Et peut-être qu'après, Apple serait intéressé par la suite à mettre des pubs sur la page d'accueil pour vendre son service d'assurance "maison" ? Je dis ça, mais je dis rien, hein  Ah ? Déjà fait ? Si c'est le cas, désolé 

Et puis pourquoi ne pas les proposer ici, en beta test, pour les améliorer ? La Rédaction demande de l'aide ? Laissez vous aider 

Amicalement,
O

_PS: et promis, je cherche d'autres idées, on va pas vous laisser tomber avec ces si graves questions hebdomadaires _


----------



## Anthony (9 Septembre 2010)

teo a dit:


> Rajouter 3 boutons radios, ça aurait été l'occasion de faire savoir une info souvent méconnue: on peut acheter son Apple Care jusqu'au dernier jour de la garantie _(je viens de faire le calcul: pour un iMac un peu moins de 15&#8364; / mois la première année à mettre de côté et ce qui revient sur 3x12 mois à moins de 5&#8364; par mois. Pas très cher, je trouve)._



Mais ça ne sert absolument à rien ;-) Mieux encore : c'est très connu, mais les gens pensent que ça rajoute trois ans de couverture, alors que l'AppleCare court depuis la date d'achat du Mac, pas de l'AppleCare.



> Et peut-être qu'après, Apple serait intéressé par la suite à mettre des pubs sur la page d'accueil pour vendre son service d'assurance "maison" ? Je dis ça, mais je dis rien, hein  Ah ? Déjà fait ? Si c'est le cas, désolé



On ne fera aucun commentaire sur Apple et la pub, on risquerait d'être méchants&#8230; On essaye de se mettre dans le peau des lecteurs, le problème c'est que les sondages Web sont déjà des choses, si en plus on multiplie les choix, on risque de se retrouver avec des résultats incommentables. Il faudrait en fait pouvoir faire des sondages imbriqués (par exemple avec ton idée de « Depuis combien de temps avez-vous un Mac ? » demander ensuite si les personnes ont aussi un PC, à la maison ou au boulot, depuis un combien de temps, etc.), mais on n'est pas Nielsen. Ce genre de sondage binaire, on le fait avec une idée de réponse, et on regarde à la fin à quel point les lecteurs peuvent nous surprendre. Pour bien connaître les chiffres de vente de l'AppleCare, je suis étonné que déjà 30 % de lecteurs disent en avoir pris un. Comme quoi 



> _PS: et promis, je cherche d'autres idées, on va pas vous laisser tomber avec ces si graves questions hebdomadaires _



Promis, on les regardera et on risque même de s'en servir :rateau:


----------



## kaos (26 Septembre 2010)

Quel est le prochain objet électronique mac ou autre que vous souhaiteriez acquérir ?
Aphoto
ipod
gps etc ...


     2. Combien de temps pasez vous connecté ?
     3.                                      max de temps non connecté ?
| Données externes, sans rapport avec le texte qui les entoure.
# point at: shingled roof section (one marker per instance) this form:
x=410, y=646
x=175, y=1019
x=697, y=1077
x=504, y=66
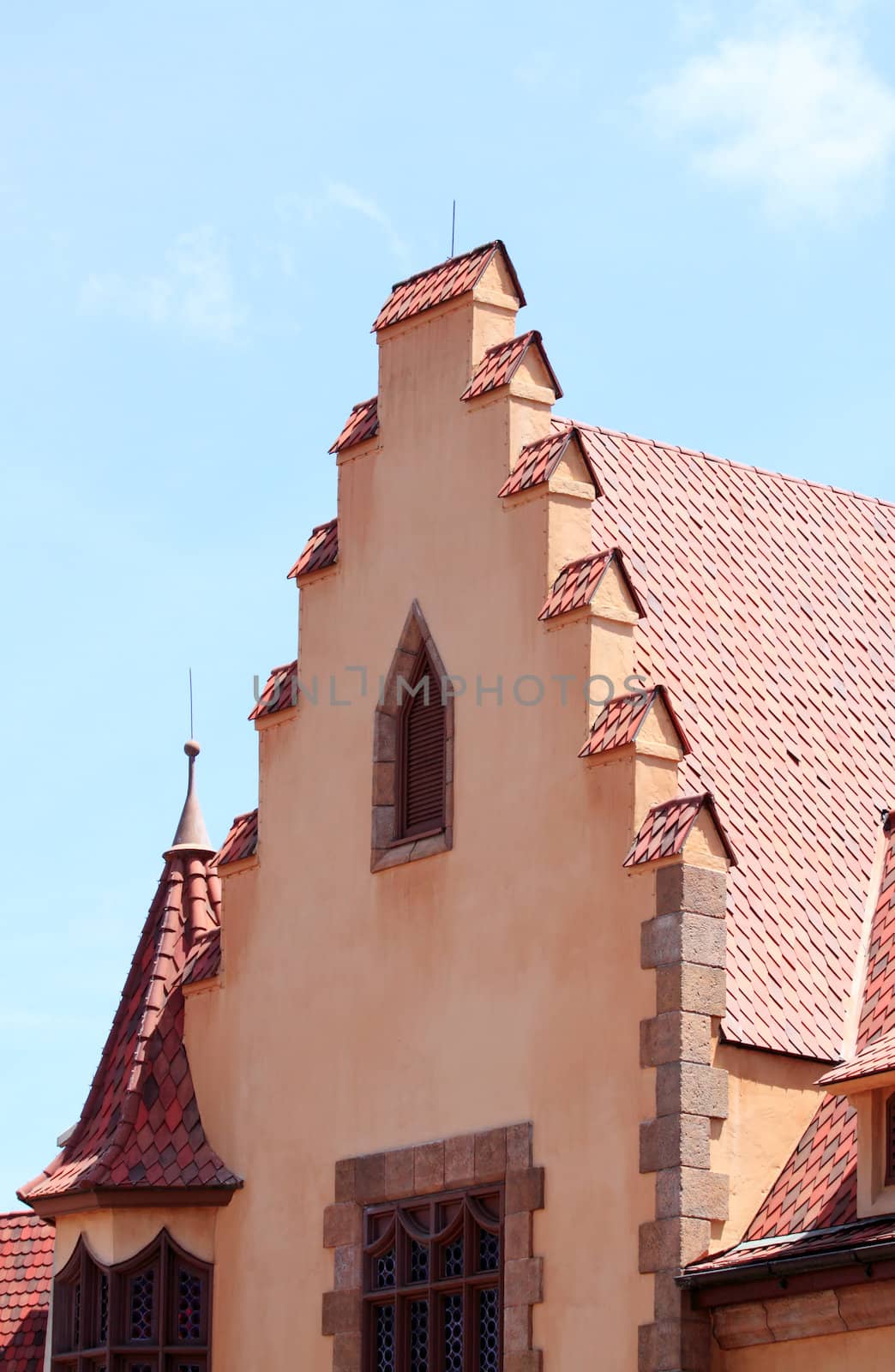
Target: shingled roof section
x=577, y=583
x=622, y=718
x=242, y=840
x=817, y=1187
x=540, y=460
x=666, y=829
x=771, y=607
x=363, y=423
x=141, y=1127
x=279, y=693
x=320, y=551
x=447, y=281
x=502, y=363
x=27, y=1246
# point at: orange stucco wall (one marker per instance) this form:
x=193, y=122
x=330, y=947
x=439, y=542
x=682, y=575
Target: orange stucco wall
x=492, y=984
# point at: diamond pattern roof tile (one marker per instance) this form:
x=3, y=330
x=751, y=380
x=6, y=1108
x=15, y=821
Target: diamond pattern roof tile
x=578, y=582
x=771, y=608
x=121, y=1132
x=27, y=1250
x=621, y=720
x=666, y=829
x=502, y=363
x=279, y=693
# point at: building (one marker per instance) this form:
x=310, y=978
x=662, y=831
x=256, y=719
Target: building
x=543, y=1010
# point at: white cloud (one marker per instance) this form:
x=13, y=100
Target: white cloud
x=194, y=292
x=351, y=199
x=791, y=110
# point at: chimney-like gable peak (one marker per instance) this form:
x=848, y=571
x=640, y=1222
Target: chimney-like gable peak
x=486, y=269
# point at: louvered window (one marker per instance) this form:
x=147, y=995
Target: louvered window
x=422, y=736
x=431, y=1285
x=147, y=1315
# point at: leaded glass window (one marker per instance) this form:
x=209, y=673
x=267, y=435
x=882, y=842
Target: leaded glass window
x=433, y=1283
x=132, y=1317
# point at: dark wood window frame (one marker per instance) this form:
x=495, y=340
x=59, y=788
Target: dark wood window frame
x=427, y=1260
x=420, y=754
x=394, y=840
x=93, y=1305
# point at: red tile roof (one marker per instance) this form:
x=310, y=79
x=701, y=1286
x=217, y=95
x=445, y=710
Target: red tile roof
x=141, y=1125
x=877, y=1056
x=320, y=551
x=769, y=617
x=863, y=1235
x=500, y=364
x=578, y=582
x=242, y=840
x=666, y=827
x=538, y=461
x=279, y=693
x=817, y=1187
x=621, y=720
x=27, y=1246
x=205, y=960
x=877, y=1008
x=445, y=281
x=363, y=423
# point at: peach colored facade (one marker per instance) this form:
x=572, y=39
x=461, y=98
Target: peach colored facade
x=500, y=981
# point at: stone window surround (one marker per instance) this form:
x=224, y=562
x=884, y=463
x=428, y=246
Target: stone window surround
x=496, y=1156
x=385, y=850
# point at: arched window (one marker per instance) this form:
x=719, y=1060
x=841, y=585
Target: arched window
x=422, y=737
x=413, y=751
x=147, y=1315
x=431, y=1283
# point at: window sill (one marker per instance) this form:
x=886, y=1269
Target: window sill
x=411, y=850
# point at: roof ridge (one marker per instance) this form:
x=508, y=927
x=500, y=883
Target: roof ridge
x=459, y=257
x=728, y=461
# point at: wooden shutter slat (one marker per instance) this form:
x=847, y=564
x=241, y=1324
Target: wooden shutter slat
x=422, y=774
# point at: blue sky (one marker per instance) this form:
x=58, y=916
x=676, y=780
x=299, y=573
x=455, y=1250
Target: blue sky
x=202, y=208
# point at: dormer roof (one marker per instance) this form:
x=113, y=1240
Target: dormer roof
x=447, y=281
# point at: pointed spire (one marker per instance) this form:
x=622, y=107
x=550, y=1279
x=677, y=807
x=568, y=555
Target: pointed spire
x=191, y=833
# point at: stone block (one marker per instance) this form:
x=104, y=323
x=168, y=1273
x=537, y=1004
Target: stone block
x=694, y=1193
x=698, y=889
x=691, y=987
x=525, y=1190
x=673, y=1243
x=490, y=1156
x=523, y=1282
x=429, y=1166
x=518, y=1235
x=340, y=1225
x=669, y=939
x=691, y=1088
x=460, y=1161
x=675, y=1036
x=675, y=1140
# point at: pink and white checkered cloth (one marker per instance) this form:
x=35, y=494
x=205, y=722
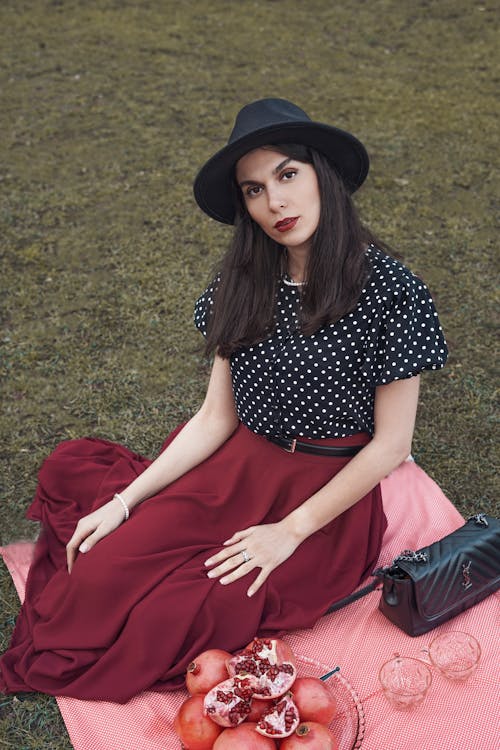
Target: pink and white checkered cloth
x=454, y=716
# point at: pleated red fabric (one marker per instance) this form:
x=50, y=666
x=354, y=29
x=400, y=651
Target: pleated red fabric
x=138, y=607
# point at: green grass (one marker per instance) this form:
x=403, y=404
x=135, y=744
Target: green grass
x=107, y=110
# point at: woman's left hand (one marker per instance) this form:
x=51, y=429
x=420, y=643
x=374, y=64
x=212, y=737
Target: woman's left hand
x=263, y=547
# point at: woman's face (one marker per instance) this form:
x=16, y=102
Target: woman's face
x=282, y=195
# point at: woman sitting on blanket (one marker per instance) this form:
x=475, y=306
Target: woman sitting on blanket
x=265, y=507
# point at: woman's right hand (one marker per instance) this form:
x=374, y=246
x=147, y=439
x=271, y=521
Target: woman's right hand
x=90, y=529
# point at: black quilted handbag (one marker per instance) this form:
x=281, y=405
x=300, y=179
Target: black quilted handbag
x=422, y=589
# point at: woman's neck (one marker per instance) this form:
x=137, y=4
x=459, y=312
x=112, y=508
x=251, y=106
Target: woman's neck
x=296, y=261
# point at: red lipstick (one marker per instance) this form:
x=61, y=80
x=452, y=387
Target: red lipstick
x=286, y=224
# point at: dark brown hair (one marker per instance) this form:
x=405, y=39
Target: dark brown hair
x=337, y=266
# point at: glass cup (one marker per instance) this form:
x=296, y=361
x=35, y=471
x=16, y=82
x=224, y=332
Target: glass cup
x=455, y=654
x=405, y=681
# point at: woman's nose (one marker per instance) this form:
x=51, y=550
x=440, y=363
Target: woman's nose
x=276, y=200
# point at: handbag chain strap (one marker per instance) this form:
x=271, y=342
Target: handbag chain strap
x=409, y=555
x=479, y=519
     4. Je serais curieux de connaitre dans quelle mesure les gens gèrent leur vie sur le net 
( bon je donne un théme hein ... ) banque en ligne edf impots etc ... 
lequel de ces services utilisez vous ?


     5.quels sont les 5 sites que vous lancez obligatoirement en lançant votre navigateur

facebook
google
netvibes
un forum
votre webmail
you porn :rose:
etc ..


      6.sur une échelle graduée de 0 à 20 ,quelle pourcentage de votre culture viens d'internet.

       7.sur une échelle graduée de 0 à 20 quel est votre dépendance au net

       8.avez vous déjà rencontré un(e) partenaire sur le net
a)non
b) sur facebook
c) sur un site de rencontre
d) sur un forum d'un autre tjeme
e) ...


      9.un incontournable ... Qui a la plus grosse ...... config / souris / clefs usb

      10.sur une échelle graduée de 0 à 20 
Quel est comportement/parano en matière de sécurité



      11.quelles regles imposez vous a vos enfants face a internet ?

je fais confiance
ils ont des séssions perso
j'ai mis un logiciel
etc ....


       12.Pensez vous que nous devrions pouvoir revendre sur ebay par ex un MP3 ou film acheté en ligne ?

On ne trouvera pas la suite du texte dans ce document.